Je crois apercevoir une ouverture bleue dans ce ciel de plomb.

— Je pense, chère madame Rodriguez-Bueno, qu’avec un homme de la trempe de votre mari on pourrait traiter sur la base de mille dollars.

T’as vu ce que j’en fais, ma pomme, des piastres du contribuable ?

Le Robin des bois arrache son reliquat de cigare et, d’une pichenette magistralement ajustée, le propulse dans un cendrier de terre cuite sur le fond duquel un artiste surréaliste a peint une femme nue ayant un œil à la place du sexe [7] De là l’expression « Se mettre le doigt dans l’œil ». .

— Mec ! m’interpelle cet homme de bien, tu peux te bourrer tes mille dollars dans le cul ! Maintenant, si vous ne disparaissez pas illico, je vous fais craquer un genou à chacun !

Il rabat son plaid et nous montre un étui à revolver fixé à l’accoudoir gauche de son fauteuil d’infirme.

D’un geste expert, il dégaine l’arme pour nous braquer.

— Allons, monsieur Bolanski, fais-je, tout ça c’est des mots. Si vous agissiez de la sorte, vous ne pourriez alléguer la légitime défense : nous ne sommes pas armés. Votre seul argument : « M’ont menacé de me donner mille dollars ! »

— Ne vous occupez pas de ça : je suis le chouchou des flics.

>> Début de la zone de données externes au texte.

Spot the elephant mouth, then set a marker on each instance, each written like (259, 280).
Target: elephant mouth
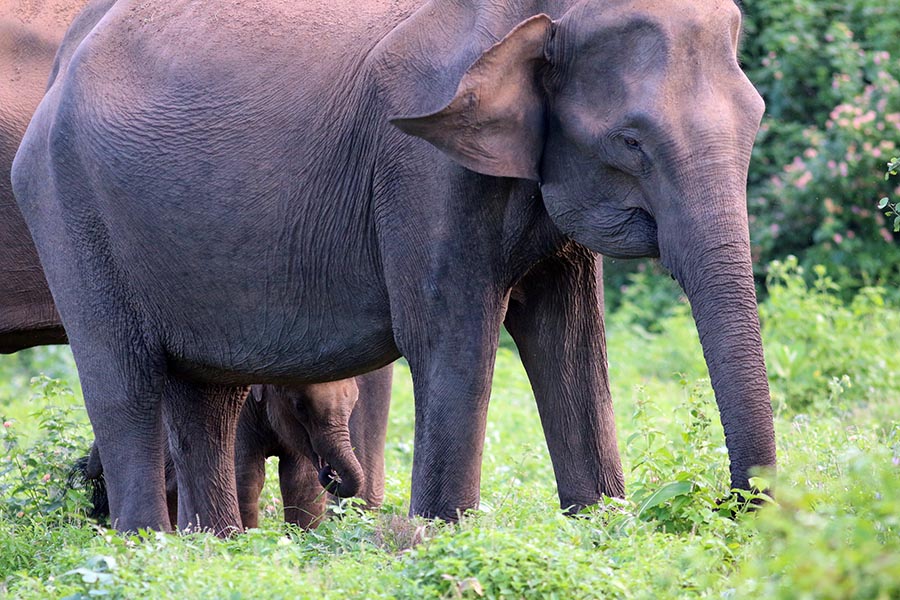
(628, 233)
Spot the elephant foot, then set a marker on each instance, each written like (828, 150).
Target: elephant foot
(330, 480)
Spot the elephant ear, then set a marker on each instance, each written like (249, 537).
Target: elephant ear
(495, 123)
(257, 392)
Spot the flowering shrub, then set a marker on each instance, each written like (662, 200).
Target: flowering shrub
(833, 120)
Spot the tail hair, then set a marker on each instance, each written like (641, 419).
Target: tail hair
(87, 473)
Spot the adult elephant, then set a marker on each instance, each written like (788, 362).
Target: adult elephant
(30, 34)
(188, 149)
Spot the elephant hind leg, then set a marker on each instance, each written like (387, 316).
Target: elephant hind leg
(125, 412)
(201, 421)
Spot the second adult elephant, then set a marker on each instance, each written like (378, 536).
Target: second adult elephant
(302, 192)
(30, 34)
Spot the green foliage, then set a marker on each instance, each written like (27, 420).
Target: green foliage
(33, 477)
(833, 96)
(820, 350)
(885, 203)
(833, 546)
(833, 533)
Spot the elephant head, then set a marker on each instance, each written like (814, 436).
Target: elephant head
(638, 122)
(319, 415)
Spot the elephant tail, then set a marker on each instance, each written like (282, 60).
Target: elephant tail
(87, 472)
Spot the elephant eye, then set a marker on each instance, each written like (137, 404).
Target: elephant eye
(631, 142)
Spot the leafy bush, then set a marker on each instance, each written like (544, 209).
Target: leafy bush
(837, 543)
(833, 91)
(34, 476)
(820, 350)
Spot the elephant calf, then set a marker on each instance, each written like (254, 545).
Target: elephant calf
(309, 429)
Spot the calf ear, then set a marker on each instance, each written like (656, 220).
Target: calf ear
(495, 123)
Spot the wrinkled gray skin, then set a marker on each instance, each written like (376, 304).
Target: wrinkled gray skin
(29, 36)
(305, 424)
(305, 427)
(187, 149)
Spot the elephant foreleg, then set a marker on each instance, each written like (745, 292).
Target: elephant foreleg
(303, 496)
(555, 316)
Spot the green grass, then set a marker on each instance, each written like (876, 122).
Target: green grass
(835, 532)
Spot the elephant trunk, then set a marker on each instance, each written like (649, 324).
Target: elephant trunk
(342, 474)
(709, 255)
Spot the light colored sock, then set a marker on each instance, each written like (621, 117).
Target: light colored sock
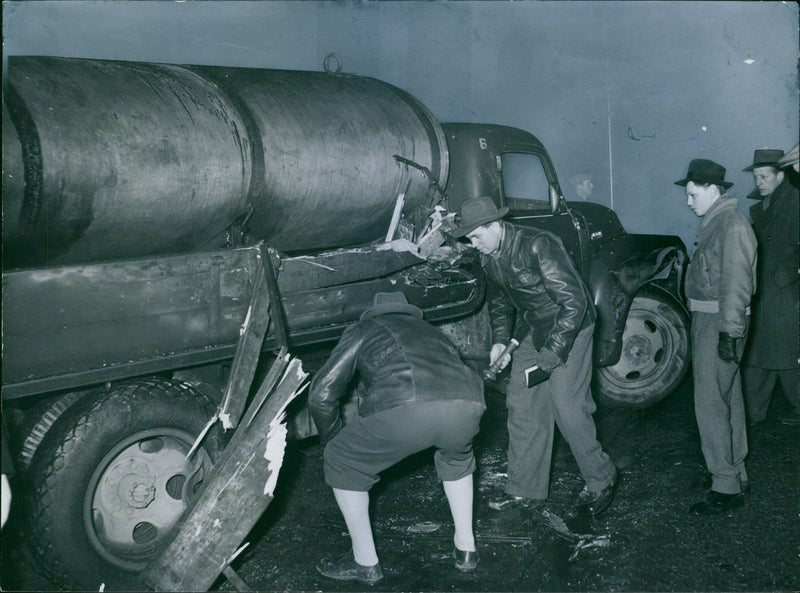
(459, 495)
(355, 510)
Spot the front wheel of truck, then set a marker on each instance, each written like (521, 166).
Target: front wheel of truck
(655, 354)
(110, 480)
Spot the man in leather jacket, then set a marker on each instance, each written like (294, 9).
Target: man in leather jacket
(720, 282)
(416, 393)
(533, 284)
(772, 351)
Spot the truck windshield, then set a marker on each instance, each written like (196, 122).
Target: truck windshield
(525, 183)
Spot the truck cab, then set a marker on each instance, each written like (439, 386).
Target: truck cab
(641, 337)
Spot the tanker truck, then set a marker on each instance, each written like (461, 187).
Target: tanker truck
(137, 202)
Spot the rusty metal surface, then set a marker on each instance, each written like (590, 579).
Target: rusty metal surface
(107, 160)
(77, 325)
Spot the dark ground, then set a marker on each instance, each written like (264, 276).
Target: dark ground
(653, 544)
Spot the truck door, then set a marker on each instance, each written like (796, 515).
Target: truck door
(526, 189)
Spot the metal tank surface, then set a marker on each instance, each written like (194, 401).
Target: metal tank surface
(107, 160)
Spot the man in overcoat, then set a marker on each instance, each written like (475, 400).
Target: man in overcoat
(772, 352)
(720, 281)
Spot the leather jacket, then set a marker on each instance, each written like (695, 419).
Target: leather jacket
(399, 360)
(532, 277)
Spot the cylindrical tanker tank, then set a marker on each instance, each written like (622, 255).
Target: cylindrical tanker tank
(127, 159)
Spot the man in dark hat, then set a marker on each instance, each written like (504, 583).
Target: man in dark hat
(417, 394)
(533, 283)
(720, 281)
(772, 353)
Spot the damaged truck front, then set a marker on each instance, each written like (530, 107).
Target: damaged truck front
(136, 199)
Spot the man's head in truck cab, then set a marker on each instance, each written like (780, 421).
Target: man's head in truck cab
(479, 223)
(704, 183)
(582, 184)
(767, 174)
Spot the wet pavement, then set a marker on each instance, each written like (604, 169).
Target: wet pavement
(646, 540)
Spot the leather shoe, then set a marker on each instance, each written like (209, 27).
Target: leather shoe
(597, 502)
(717, 503)
(345, 568)
(465, 561)
(708, 481)
(507, 501)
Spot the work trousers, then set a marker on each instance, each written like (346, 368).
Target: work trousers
(759, 384)
(565, 400)
(719, 406)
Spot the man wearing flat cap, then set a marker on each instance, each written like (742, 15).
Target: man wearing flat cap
(720, 281)
(772, 353)
(532, 284)
(417, 394)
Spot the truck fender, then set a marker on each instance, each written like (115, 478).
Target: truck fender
(619, 269)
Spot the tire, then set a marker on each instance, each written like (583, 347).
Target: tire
(109, 481)
(37, 423)
(655, 354)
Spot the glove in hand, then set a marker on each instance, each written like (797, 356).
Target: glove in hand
(548, 360)
(727, 348)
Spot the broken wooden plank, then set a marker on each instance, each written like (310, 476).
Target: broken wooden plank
(235, 495)
(248, 350)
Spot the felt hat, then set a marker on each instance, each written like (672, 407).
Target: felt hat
(765, 157)
(790, 158)
(476, 212)
(384, 303)
(703, 171)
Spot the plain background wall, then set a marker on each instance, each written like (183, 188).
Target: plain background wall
(628, 92)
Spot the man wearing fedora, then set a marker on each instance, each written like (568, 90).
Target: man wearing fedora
(772, 352)
(532, 282)
(720, 281)
(417, 394)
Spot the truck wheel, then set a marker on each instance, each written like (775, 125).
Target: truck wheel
(110, 480)
(655, 354)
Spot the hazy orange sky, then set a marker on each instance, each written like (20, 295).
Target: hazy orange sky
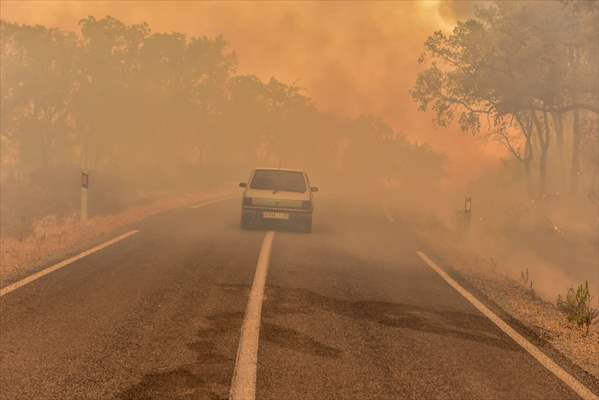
(351, 57)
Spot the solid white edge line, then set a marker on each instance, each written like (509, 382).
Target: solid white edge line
(243, 384)
(545, 361)
(62, 264)
(208, 202)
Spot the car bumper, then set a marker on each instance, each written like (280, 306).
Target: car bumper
(257, 214)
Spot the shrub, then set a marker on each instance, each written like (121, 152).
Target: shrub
(577, 306)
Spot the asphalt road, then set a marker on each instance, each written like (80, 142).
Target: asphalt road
(350, 312)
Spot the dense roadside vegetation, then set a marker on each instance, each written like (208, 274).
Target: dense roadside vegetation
(527, 75)
(149, 112)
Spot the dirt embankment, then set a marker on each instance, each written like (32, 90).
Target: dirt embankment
(524, 285)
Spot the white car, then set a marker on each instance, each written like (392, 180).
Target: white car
(277, 195)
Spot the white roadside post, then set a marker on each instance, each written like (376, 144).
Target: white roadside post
(84, 187)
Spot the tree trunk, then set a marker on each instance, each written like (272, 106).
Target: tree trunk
(575, 167)
(543, 135)
(559, 134)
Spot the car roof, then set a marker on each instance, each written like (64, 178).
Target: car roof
(280, 169)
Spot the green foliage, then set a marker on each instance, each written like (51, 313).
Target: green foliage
(577, 306)
(129, 103)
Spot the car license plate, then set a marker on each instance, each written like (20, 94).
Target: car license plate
(275, 215)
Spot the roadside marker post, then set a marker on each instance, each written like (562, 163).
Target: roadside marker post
(467, 214)
(84, 187)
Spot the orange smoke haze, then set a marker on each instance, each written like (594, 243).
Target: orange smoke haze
(351, 58)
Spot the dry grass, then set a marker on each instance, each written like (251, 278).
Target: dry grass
(54, 238)
(516, 298)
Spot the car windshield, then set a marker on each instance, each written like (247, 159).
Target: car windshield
(288, 181)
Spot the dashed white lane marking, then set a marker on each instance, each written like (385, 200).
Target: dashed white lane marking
(545, 361)
(62, 264)
(208, 202)
(243, 384)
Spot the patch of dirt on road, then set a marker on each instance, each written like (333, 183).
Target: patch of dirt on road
(516, 297)
(56, 239)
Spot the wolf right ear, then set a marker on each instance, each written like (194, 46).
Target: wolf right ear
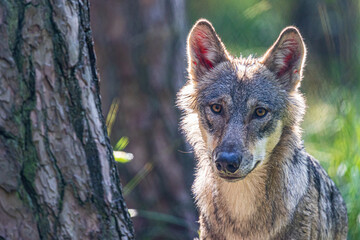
(205, 49)
(286, 58)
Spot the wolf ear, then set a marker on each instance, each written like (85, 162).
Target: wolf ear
(205, 49)
(286, 58)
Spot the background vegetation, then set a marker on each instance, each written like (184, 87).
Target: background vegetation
(331, 85)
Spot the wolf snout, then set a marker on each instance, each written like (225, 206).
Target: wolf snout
(227, 162)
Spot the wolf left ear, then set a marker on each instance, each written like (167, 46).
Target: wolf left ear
(286, 58)
(205, 49)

— C’est rare pour un ancien condamné de droit commun.

— Peut-être qu’ils ont leurs têtes ! raille Robin (son Crusoé).

De la pointe du canon, il nous réenjoint de partir. Comme c’est le genre de mauvais coucheur qu’on sait capable de tout et principalement du pire, on décide de renoncer. Seulement voilà que le gros Béru se pointe rapidos. S’il est lent à comprendre des sciences tortueuses, telles que la gynécologie dans l’espace ou la culture du Coton-Tige en Haute-Volta, par contre, il assimile en un éclair ce genre de situation. Au lieu de s’arrêter pour dire « bonjour-comment-ça-va », il fonce jusqu’à l’infirme et, sans vergogne, balance un coup de saton dans son fauteuil, lequel se met à reculer en accomplissant un demi-tour. Le siège roulant percute la desserte de laquelle choit un superbe éléphant de plâtre à défenses dorées. Brwaouf ! En miettes ! Dame Bella se met à bieurler à la destruction des chefs-d’œuvre (qui n’avaient pas l’air en péril). Sur sa lancée, le Mammouth a recueilli le feu du ci-devant bandit.

— Regarde c’que j’ viens de trouver ! fait-il en l’empochant.

L’infirme se met à vociférer. Il crie « Au secours », ce qui est inusité de la part d’un mec qui a buté et détroussé nombre de ses contemporains. Toujours imperméable à la compassion, le Mastard le fait taire d’une manchette normande sur la glotte. Et puis, comme la Bella continue de pleurer la désintégration de son pote Jumbo, il la calme à son tour d’une formidable baffe. Et poum ! voilà la situation complètement assainie.

— On continue les opérations ou on s’en va ? me demande l’imperturbable Mathias.

A question de subordonné réponse de chef :

— On continue !

Il déboutonne alors sa veste et ramène sur son ventre une trousse de skieur qu’il portait à sa ceinture, sur le côté.

— Embarque la femme ! ordonne-t-il au Gros.

Sa Majesté va mettre son bras tutélaire sur l’épaule grassouille de Bella.

— Pardonne ma vivacerie, ma jolie ; allons jusque dans ta chambrette refaire ton maquillage dont le rimmel est saccagé. T’sais qu’tu dois z’êt’ bioutifoule, à poil ?

Ils sortent.

Mathias use d’une minuscule seringue pour injecter dans les pernicieuses veines du truand retraité sa petite toxine maison (celle qui incite au bavardage dans un premier temps et à l’amnésie dans un second).